Lechner started his higher education at the polytechnic in Buda. He was persuaded by his teacher, Antal Szkalnitzky, to continue his studies at the Bauakademie (Academy of Architecture) in Berlin from 1866. Upon his return to Hungary, Ödön Lechner entered into a partnership with his former fellow student, Gyula Pártos.
Between them, Lechner was the leading intellect, while Pártos kept the practical matters of the office under control. They initially received commissions to design residential properties. Their style was marked by the Italian Renaissance they had learnt in Berlin, combined with occasional Hellenistic elements.
After a three-year stay in France, he again returned home at the end of 1878. His career continued on its upward trajectory, culminating in the design of several prestigious public buildings in the 1890s. Thereafter he was confined to the background of official architectural life, even as he was chosen by the new, younger generation of architects as their leading figure. With their help, and later through them, his work arrived at the threshold of modernism.

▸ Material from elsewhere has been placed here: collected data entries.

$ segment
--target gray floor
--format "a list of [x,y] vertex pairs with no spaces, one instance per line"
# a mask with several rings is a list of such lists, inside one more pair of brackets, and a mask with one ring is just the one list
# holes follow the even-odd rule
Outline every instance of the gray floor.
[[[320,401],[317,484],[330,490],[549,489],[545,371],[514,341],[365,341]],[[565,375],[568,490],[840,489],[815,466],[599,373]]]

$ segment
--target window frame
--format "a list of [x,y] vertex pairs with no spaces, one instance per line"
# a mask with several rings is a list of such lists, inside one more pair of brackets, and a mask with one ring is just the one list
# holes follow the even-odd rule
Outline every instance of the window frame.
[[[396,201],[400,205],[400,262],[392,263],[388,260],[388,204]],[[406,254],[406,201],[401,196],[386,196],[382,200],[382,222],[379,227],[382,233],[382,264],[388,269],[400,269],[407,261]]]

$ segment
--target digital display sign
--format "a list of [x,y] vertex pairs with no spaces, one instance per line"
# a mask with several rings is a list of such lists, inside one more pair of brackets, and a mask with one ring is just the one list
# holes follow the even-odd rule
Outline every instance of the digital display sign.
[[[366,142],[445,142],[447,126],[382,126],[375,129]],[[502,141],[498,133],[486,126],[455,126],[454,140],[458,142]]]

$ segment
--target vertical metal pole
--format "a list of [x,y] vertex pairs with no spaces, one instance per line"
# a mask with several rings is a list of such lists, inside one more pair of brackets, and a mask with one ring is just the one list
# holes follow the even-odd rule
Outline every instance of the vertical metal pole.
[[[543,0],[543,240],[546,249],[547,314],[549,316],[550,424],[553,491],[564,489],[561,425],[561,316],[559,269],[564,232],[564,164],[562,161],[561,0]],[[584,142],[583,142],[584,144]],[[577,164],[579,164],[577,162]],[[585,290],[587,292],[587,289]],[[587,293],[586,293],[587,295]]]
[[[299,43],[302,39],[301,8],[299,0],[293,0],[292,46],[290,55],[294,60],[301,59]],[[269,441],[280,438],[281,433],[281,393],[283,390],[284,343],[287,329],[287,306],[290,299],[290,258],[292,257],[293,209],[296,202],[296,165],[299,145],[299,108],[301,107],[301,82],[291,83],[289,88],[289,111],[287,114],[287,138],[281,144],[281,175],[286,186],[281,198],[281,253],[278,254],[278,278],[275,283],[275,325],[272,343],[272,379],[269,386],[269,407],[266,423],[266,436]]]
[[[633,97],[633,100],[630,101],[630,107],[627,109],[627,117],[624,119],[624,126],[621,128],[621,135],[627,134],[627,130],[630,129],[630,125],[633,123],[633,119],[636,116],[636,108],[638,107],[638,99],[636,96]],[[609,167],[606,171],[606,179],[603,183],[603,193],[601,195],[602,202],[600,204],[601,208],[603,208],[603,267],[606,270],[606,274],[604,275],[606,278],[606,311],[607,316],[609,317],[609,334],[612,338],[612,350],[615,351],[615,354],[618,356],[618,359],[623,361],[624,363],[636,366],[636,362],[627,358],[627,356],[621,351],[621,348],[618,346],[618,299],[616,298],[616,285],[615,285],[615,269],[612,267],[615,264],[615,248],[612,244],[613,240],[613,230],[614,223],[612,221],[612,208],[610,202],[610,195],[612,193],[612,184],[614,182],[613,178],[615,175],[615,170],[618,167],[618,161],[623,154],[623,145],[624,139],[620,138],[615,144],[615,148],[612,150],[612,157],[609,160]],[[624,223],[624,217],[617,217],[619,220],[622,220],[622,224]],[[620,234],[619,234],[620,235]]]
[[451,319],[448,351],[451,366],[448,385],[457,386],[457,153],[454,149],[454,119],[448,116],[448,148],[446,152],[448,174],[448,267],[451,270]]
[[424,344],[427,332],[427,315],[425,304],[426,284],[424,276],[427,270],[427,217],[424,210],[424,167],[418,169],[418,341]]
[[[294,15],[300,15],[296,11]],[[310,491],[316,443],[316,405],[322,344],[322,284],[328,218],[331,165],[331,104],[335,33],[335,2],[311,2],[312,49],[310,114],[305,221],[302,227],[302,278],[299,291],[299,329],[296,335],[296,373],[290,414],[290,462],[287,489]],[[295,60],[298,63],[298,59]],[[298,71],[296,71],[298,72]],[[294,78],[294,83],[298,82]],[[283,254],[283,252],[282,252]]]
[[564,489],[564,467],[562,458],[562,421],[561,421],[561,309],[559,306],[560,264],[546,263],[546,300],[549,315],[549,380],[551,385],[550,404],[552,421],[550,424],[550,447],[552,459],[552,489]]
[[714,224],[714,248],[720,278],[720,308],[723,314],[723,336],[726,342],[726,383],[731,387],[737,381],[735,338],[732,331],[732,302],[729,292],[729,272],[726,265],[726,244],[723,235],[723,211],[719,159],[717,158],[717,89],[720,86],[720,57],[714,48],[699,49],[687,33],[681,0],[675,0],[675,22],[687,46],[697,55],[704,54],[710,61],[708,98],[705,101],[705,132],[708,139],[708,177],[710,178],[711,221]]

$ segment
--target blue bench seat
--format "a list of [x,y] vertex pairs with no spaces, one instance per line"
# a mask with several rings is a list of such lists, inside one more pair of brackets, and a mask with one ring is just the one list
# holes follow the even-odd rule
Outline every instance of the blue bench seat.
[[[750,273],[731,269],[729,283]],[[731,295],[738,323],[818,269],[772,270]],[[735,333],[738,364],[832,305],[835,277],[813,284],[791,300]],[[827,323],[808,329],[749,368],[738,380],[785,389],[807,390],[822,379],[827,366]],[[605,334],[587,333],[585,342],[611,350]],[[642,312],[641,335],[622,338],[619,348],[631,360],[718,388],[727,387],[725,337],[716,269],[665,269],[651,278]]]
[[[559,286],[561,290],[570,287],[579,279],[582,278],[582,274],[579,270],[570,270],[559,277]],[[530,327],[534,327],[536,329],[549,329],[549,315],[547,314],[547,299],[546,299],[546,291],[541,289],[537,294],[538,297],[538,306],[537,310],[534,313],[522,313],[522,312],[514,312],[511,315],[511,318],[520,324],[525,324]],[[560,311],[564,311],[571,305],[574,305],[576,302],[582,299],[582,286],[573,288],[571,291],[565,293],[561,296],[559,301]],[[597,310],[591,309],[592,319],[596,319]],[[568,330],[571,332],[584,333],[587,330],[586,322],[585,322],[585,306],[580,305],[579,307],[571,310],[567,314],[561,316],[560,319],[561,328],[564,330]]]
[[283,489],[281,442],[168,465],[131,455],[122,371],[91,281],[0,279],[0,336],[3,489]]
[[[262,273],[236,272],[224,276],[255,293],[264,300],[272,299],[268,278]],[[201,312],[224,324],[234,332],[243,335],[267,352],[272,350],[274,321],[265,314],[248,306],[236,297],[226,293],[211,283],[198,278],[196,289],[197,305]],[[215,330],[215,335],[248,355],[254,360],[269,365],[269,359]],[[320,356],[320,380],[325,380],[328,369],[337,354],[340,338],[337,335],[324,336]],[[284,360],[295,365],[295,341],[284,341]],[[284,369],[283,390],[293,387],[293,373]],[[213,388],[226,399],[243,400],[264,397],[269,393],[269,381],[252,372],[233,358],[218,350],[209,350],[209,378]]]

This exhibition presents the whole scope of the work of the architect Ödön Lechner. Special attention is paid to five major works, nominated for UNESCO World Heritage Site status: the Kecskemét City Hall, the parish church of Budapest-Kőbánya, the Museum of Applied Arts, the Institute of Geology, and the Postal Savings Bank.
Visitors can familiarise themselves with these through the architect’s original plans and drawings, as well as period and modern photographs. Working drawings of the ornaments so crucial to Lechner’s work, the publications which inspired him, and examples of the Zsolnay ceramic in which they were realized are also presented. One of the rooms evokes the world of the Japan Coffee House, Lechner’s second home, another acommodates a panoramic movie of his major works.
The exhibition is accompanied by a book, which consists of an introductory essay, pictures and the list of exhibited objects. The pictures, especially numerous, are partly reproductions of Lechner’s plans and drawings, partly modern photographs, specifically produced for the book and exhibition.
This book, a joint publication of the Museum of Applied Arts and the Institute of Art History, Research Centre for the Humanities of the Hungarian Academy of Sciences, coordinated and edited by József Sisa of the Hungarian Academy of Sciences, will be published in both a Hungarian and an English version.